Kommission benennt Regierungs-Versäumnisse bei Afghanistan-Einsatz

Berlin () – Während des Afghanistan-Einsatzes haben die verschiedenen Bundesregierungen das nach derzeitigen Erkenntnissen der Afghanistan-Enquetekommission des Bundestags nur unzureichend mit Informationen versorgt. “Den Abgeordneten lagen vor den Mandatsverlängerungen Informationen aus einzelnen Ressorts vor”, sagte der Kommissionsvorsitzende Michael Müller (SPD) dem “Redaktionsnetzwerk Deutschland” (Freitagsausgabe).


“Die verschiedenen Bundesregierungen haben dem während des Einsatzes aber kein vernetztes Lagebild geliefert.” Der vernetzte Ansatz – also die Verzahnung militärischer, polizeilicher, diplomatischer, entwicklungspolitischer und humanitärer Instrumente – habe nur unzureichend funktioniert, sagte Müller. “Er wurde hier in Berlin nicht gelebt und nicht vor Ort.” Auch die SPD-Obfrau in der Kommission, Derya Türk-Nachbaur, bemängelte “eine fehlende Koordinierung von Tag eins an”. Es habe zwar einen Austausch zwischen den beteiligten Ministerien gegeben, etwa auf Ebene der Staatssekretäre, insgesamt habe aber ein “Silo-Denken” geherrscht. Müller sagte, Deutschland sei nicht ausreichend vorbereitet in den Einsatz gegangen. Dort sei dann die große Abhängigkeit von den USA ohne eine eigene Strategie ein Problem gewesen. “Bis heute haben wir wohl Land und Leute nicht verstanden.” Vertrauen bei der sei verspielt worden. “Die Taliban nicht frühzeitig zu berücksichtigen, war ein Kardinalfehler.” Gefehlt habe außerdem eine “Exit-Strategie: Wie kommen wir so raus, dass die Strukturen danach erhalten bleiben, die wir aufgebaut haben.” Müller erwartet eine deutliche Benennung von Fehlern im Zwischenbericht, der für das Ende dieses oder den Beginn des kommenden Jahres erwartet wird. “Es kann ja niemand behaupten, alles sei gut gewesen”, sagte er. “Im Ergebnis ist uns nicht das gelungen, was wir uns vorgenommen haben.” Die Enquetekommission soll Lehren aus dem deutschen Engagement in Afghanistan für die künftige Außen- und Sicherheitspolitik ziehen. Die Bestandsaufnahme will sie bis zur Sommerpause abschließen.

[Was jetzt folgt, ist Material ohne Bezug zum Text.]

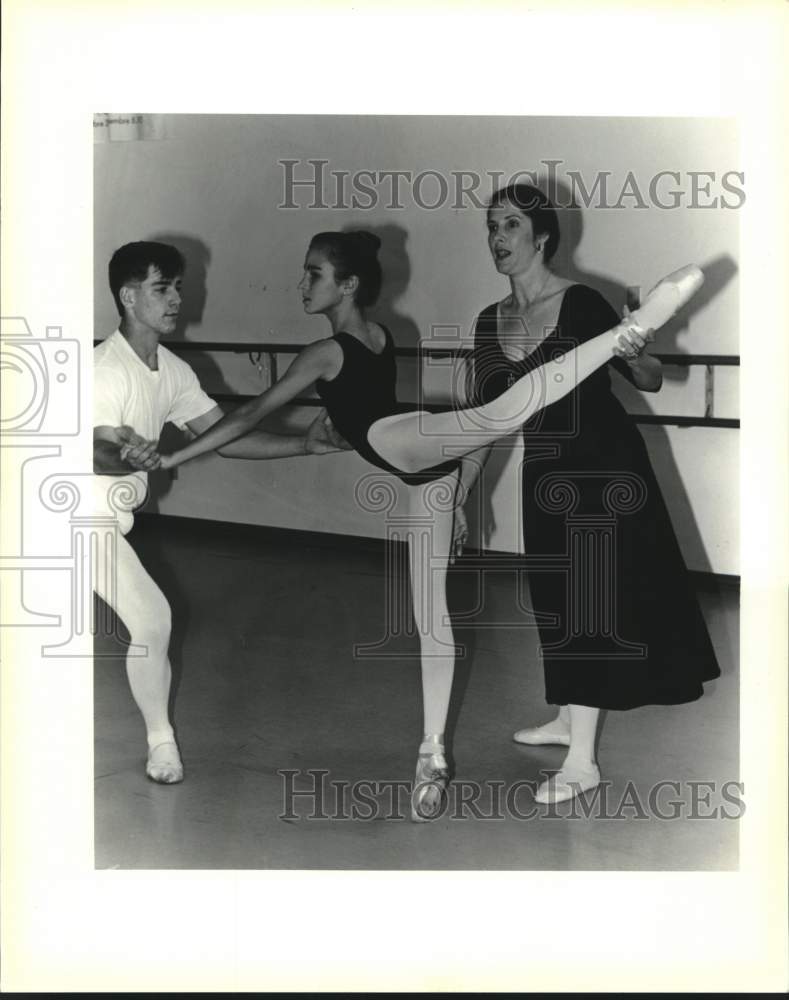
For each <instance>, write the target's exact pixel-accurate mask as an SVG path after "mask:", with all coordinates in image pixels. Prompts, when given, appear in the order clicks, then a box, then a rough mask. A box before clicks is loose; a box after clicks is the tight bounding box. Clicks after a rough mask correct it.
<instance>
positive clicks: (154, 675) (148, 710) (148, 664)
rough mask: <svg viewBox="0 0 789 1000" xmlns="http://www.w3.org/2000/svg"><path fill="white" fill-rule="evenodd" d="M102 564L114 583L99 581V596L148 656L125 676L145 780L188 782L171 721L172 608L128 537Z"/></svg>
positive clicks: (128, 661) (121, 543) (126, 665)
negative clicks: (127, 538) (169, 646)
mask: <svg viewBox="0 0 789 1000" xmlns="http://www.w3.org/2000/svg"><path fill="white" fill-rule="evenodd" d="M98 558H99V559H100V560H102V561H103V562H104V564H105V565H109V566H110V570H109V574H108V576H109V579H106V578H102V577H100V578H99V580H97V581H96V592H97V593H98V595H99V597H101V599H102V600H103V601H105V602H106V603H107V604H109V606H110V607H111V608H112V609H113V611H114V612H115V613H116V614H117V616H118V617H119V618H120V619H121V620H122V621H123V624H124V625H125V626H126V628H127V629H128V631H129V635H130V637H131V642H132V644H133V645H135V646H141V647H143V649H144V650H145V654H144V655H142V656H127V657H126V674H127V676H128V679H129V687H130V688H131V693H132V697H133V698H134V700H135V702H136V703H137V707H138V708H139V709H140V712H141V713H142V717H143V720H144V722H145V729H146V734H147V738H148V760H147V763H146V769H145V770H146V774H147V775H148V777H149V778H151V779H152V780H153V781H158V782H160V783H161V784H168V785H169V784H174V783H175V782H177V781H181V780H182V779H183V765H182V764H181V757H180V755H179V753H178V747H177V746H176V743H175V736H174V734H173V729H172V726H171V725H170V719H169V715H168V700H169V696H170V682H171V676H172V671H171V668H170V661H169V659H168V656H167V651H168V647H169V644H170V627H171V620H172V618H171V613H170V605H169V604H168V603H167V599H166V598H165V596H164V594H163V593H162V592H161V590H160V589H159V588H158V587H157V585H156V584H155V583H154V581H153V580H152V579H151V578H150V576H149V575H148V573H147V572H146V570H145V568H144V567H143V565H142V563H141V562H140V560H139V559H138V558H137V554H136V553H135V551H134V549H133V548H132V547H131V545H129V543H128V542H127V541H126V539H125V538H124V537H123V536H120V535H119V536H118V537H117V546H116V550H115V554H114V560H112V562H111V563H110V554H109V553H107V552H103V551H100V552H99V553H98Z"/></svg>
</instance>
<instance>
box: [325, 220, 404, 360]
mask: <svg viewBox="0 0 789 1000" xmlns="http://www.w3.org/2000/svg"><path fill="white" fill-rule="evenodd" d="M359 229H364V230H366V231H367V232H368V233H373V234H374V235H375V236H377V237H378V239H379V240H380V241H381V249H380V250H379V252H378V259H379V261H380V263H381V270H382V272H383V282H382V284H381V293H380V295H379V296H378V301H377V302H376V303H375V305H374V306H373V307H372V308H371V310H370V311H371V313H373V314H374V316H375V319H376V320H378V321H379V322H381V323H383V324H384V325H385V326H387V327H389V329H390V330H391V332H392V338H393V339H394V342H395V346H397V347H417V346H418V345H419V341H420V339H421V336H422V334H421V331H420V329H419V327H418V326H417V325H416V323H415V322H414V320H413V319H412V318H411V317H410V316H406V315H405V314H404V313H402V312H400V311H399V310H398V308H397V305H396V303H397V302H398V301H399V300H400V299H402V297H403V296H404V295H405V293H406V291H407V290H408V286H409V284H410V282H411V260H410V258H409V255H408V250H407V244H408V232H407V231H406V230H405V229H403V227H402V226H396V225H394V224H392V223H387V224H385V225H382V226H370V225H367V224H366V223H361V224H359V225H352V224H349V225H346V226H343V228H342V231H343V232H346V233H347V232H351V231H353V230H359Z"/></svg>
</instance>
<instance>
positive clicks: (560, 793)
mask: <svg viewBox="0 0 789 1000" xmlns="http://www.w3.org/2000/svg"><path fill="white" fill-rule="evenodd" d="M599 784H600V768H599V767H597V766H595V767H594V768H592V769H591V770H588V769H586V770H583V771H580V770H576V769H575V768H573V769H568V770H567V771H564V770H562V771H557V773H556V774H555V775H554V776H553V777H552V778H549V779H548V780H547V781H543V783H542V784H541V785H540V786H539V788H538V789H537V791H536V792H535V793H534V801H535V802H541V803H543V804H546V805H548V804H549V805H553V804H554V803H556V802H566V801H567V800H568V799H572V798H575V796H576V795H580V793H581V792H588V791H589V790H590V789H592V788H596V787H597V786H598V785H599Z"/></svg>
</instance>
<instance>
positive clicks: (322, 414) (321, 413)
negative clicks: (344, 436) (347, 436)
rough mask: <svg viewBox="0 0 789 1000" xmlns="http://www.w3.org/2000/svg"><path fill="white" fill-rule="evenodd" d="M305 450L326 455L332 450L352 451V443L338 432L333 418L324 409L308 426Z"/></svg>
mask: <svg viewBox="0 0 789 1000" xmlns="http://www.w3.org/2000/svg"><path fill="white" fill-rule="evenodd" d="M304 450H305V451H306V452H307V454H309V455H326V454H328V453H329V452H331V451H350V450H351V445H349V444H348V442H347V441H346V440H345V438H344V437H341V436H340V435H339V434H338V433H337V430H336V429H335V427H334V424H333V423H332V422H331V418H330V417H329V415H328V413H327V412H326V410H325V409H323V410H321V411H320V412H319V413H318V416H317V417H316V418H315V419H314V420H313V421H312V423H311V424H310V426H309V427H308V428H307V434H306V436H305V439H304Z"/></svg>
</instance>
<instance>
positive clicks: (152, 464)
mask: <svg viewBox="0 0 789 1000" xmlns="http://www.w3.org/2000/svg"><path fill="white" fill-rule="evenodd" d="M115 433H116V434H117V435H118V440H119V441H120V442H121V453H120V457H121V461H122V462H126V463H128V464H129V465H131V466H132V468H134V469H139V470H140V471H141V472H150V471H151V470H152V469H158V468H159V466H160V465H161V461H162V460H161V456H160V455H159V453H158V451H157V450H156V447H157V442H156V441H146V439H145V438H144V437H141V436H140V435H139V434H138V433H137V432H136V431H135V430H134V428H133V427H127V426H125V425H124V426H123V427H116V428H115Z"/></svg>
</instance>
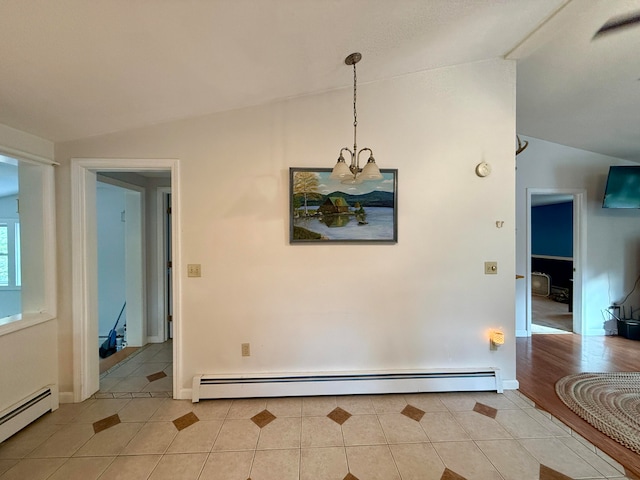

Danach sollen Schlussfolgerungen gezogen werden. Die Vorlage eines Abschlussberichts ist für 2025 geplant.

Text-/Bildquelle: Übermittelt durch www.dts-nachrichtenagentur.de
Bildhinweis: Ashraf Ghani und Angela Merkel

Kommission benennt Regierungs-Versäumnisse bei Afghanistan-Einsatz

Zusammenfassung

  • Bundesregierungen haben während des Afghanistan-Einsatzes das Parlament unzureichend informiert.
  • Kommissionsvorsitzender Michael Müller kritisiert fehlendes “vernetztes Lagebild”.
  • Der “vernetzte Ansatz” funktionierte nur unzureichend und wurde weder in Berlin noch vor Ort umgesetzt.
  • Kritik am Silo-Denken und fehlender Koordination seit Beginn des Einsatzes.
  • Deutschland war unzureichend vorbereitet und abhängig von den USA ohne eigene Strategie.
  • Vertrauen der Bevölkerung verspielt und Taliban-Strategie fehlerhaft.
  • Fehlende Exit-Strategie zum Erhalt aufgebauter Strukturen.
  • Zwischenbericht erwartet Fehlereingeständnisse Ende dieses oder Anfang kommenden Jahres.
  • Enquetekommission soll Lehren für künftige Außen- und Sicherheitspolitik ziehen, Abschlussbericht für Sommer 2025 geplant.

Fazit

Die Afghanistan-Enquetekommission des Bundestags hat die unzureichende Informationsversorgung des Parlaments durch verschiedene Bundesregierungen während des Afghanistan-Einsatzes bemängelt. Dem Kommissionsvorsitzenden zufolge, Michael Müller, war die Verzahnung von militärischen, polizeilichen, diplomatischen, entwicklungspolitischen und humanitären Instrumenten ungenügend und das Fehlen einer Exit-Strategie problematisch. Die Kommission soll Lehren für die künftige deutsche Außen- und Sicherheitspolitik formulieren. Der einstweilige Bericht wird Ende 2022 oder Anfang 2023 erwartet, der Abschlussbericht für Sommer 2025.